Я не выдержала. Выбралась из постели, оделась. Прошла в прихожую, дернула с крючка свой плащ…

Ночной город был великолепен. Стены домов, сложенные из белого камня, сияли, давая мягкий ровный свет, достаточный для того, чтобы отпала нужда в ночных фонарях. Прохожих не было: погода и поздний час разогнали всех по домам.

На пляже не было никого. Хотя дождь и утих, но начал подниматься ветер. Было холодно, неуютно и, чего там, страшновато. Не люблю темноту. Ох, как не хотелось мне спускаться к озеру! При дневном свете озеро восхищало своим великолепием, но сейчас, в ночи, оно казалось живым, проснувшимся от многовековой спячки исполином, чей покой тревожить по пустякам не стоило. Вода, казалось, светилась собственным неярким светом, и, хотя в ней исправно отражался город, сады, низкое небо, сияющий силуэт Храма, что-то подсказывало — отражение только иллюзия. Озеро только притворяется озером, а на самом деле это вовсе и не озеро даже!

Глупое, детское ощущение, и умом я понимала, что боюсь напрасно. Но поди прикажи своему страху убраться, если нет уверенности в собственных силах. Недалеко отойдет, а потом с новой силой вернется. А еще… а еще восторженно-сладко было испытывать настоящее чувство, ведь такие чувства очень редко посещали меня!

А потом я увидела Верховного аль-нданна. Он и впрямь шел вдоль озера, невозмутимый, как обычно. Как я раньше-то его не углядела, эту ауру, полную сверкающей Силы, не заметить мог разве только младенец. А впрочем, Верховный умел при желании оставаться незаметным.

Хоть птичек иллюзорных при нем уже не было!
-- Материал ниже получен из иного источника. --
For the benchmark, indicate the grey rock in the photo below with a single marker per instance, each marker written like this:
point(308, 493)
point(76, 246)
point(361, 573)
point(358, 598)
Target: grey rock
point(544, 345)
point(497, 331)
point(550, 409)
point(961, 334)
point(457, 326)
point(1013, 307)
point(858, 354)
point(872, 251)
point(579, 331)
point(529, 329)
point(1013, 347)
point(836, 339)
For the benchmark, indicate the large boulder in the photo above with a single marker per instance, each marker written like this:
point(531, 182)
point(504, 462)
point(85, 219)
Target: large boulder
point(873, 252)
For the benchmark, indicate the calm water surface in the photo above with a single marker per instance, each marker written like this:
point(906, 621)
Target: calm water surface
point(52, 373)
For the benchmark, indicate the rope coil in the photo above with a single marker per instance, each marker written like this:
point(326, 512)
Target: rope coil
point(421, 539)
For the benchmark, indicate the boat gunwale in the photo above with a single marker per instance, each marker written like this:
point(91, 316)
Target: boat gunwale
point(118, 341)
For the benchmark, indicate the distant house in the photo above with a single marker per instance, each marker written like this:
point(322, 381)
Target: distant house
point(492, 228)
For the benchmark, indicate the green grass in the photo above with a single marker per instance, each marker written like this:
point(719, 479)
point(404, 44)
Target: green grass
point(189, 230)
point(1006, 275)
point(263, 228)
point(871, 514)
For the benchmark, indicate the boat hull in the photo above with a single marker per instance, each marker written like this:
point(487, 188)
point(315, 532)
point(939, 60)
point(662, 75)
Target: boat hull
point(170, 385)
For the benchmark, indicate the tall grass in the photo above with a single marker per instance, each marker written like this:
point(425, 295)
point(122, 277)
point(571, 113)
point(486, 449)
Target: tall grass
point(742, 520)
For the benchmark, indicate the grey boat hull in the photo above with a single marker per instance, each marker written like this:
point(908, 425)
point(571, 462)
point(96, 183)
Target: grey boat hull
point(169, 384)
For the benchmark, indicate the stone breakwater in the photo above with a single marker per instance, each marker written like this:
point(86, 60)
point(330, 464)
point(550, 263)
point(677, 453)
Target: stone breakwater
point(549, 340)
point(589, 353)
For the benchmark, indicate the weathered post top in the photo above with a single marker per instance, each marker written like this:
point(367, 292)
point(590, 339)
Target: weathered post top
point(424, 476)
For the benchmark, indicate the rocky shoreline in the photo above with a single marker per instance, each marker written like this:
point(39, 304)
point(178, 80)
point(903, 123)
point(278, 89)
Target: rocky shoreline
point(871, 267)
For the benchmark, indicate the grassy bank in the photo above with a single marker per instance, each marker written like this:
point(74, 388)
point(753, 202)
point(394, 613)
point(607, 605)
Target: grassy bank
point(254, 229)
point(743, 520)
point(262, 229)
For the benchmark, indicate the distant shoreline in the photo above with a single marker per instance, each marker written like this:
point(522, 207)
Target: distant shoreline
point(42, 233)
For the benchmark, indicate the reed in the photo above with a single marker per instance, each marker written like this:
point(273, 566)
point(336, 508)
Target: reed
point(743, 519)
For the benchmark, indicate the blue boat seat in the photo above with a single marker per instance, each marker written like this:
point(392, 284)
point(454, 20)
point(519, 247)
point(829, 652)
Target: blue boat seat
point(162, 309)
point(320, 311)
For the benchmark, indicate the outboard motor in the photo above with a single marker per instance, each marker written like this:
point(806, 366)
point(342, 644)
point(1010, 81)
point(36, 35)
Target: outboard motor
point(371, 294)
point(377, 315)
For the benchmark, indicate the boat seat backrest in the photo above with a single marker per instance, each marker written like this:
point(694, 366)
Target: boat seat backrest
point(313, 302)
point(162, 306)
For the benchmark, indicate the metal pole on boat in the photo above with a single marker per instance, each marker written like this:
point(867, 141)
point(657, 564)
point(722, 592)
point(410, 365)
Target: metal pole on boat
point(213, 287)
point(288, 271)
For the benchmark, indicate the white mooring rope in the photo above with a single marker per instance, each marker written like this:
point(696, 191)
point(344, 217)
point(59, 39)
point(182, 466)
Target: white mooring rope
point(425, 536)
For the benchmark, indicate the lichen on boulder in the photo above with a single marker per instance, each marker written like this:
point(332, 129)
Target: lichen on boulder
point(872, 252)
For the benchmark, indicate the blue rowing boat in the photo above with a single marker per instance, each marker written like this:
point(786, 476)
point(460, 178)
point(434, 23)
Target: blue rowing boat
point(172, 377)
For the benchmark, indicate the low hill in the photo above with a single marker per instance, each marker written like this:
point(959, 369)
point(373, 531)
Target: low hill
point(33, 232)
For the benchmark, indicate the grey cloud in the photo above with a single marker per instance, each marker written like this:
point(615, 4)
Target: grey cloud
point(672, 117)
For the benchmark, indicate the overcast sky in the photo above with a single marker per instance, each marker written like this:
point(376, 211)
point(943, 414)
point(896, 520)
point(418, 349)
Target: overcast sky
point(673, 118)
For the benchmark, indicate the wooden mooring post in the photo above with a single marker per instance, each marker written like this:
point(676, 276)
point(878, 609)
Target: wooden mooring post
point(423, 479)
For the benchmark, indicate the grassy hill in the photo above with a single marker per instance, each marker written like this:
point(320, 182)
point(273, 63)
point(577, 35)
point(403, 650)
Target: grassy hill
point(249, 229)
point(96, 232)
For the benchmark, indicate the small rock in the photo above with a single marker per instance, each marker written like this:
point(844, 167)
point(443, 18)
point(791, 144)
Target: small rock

Я подошла, прятаться смысла не было. Он посмотрел на меня, усмехнулся. Ничего не сказал, как всегда. Повел рукой и из рукава вырвался вдруг сгусток слепящего Света. Мгновение — и он обернулся яркой, немыслимо красивой птицей, с широкими радужными крыльями, с длинным пестрым хвостом, с пылающим хохолком на голове. Птица взмахнула полупрозрачными крыльями и отправилась в изящный полет над озером. Но я за ней почти не следила. Я смотрела в лицо своему учителю и за маской привычной невозмутимости видела боль.

Никакой это не старческий маразм! Это — боль. Боль, выдержать которую невозможно. Даже ему. Отсюда и птички эти, кораблики, ночные прогулки у озера и прочие странности. Хотя бы так отвлечься, чтобы окончательно не рехнуться от боли…

Я вдруг поняла, что мешаю ему. Как Юлеська мне утром мешал, отвлекал своим присутствием, так и я мешаю Верховному аль-нданну размышлять. Что он там задумал, и почему это вызывало у него такую хандру — не мое, в общем-то, дело. Мне не хотелось быть докучливой обузой. Но и уйти — вот так просто, развернуться и уйти, я не могла тоже. Как-то нехорошо получится.

Не по-человечески.

Птица все летела над озером, уменьшаясь в размерах. Где-то там, за доступным зрению пределом, она исчезнет, вернув миру Силу, затраченную на ее создание. Ну а пока она летела, красиво изгибая свое прозрачное тельце…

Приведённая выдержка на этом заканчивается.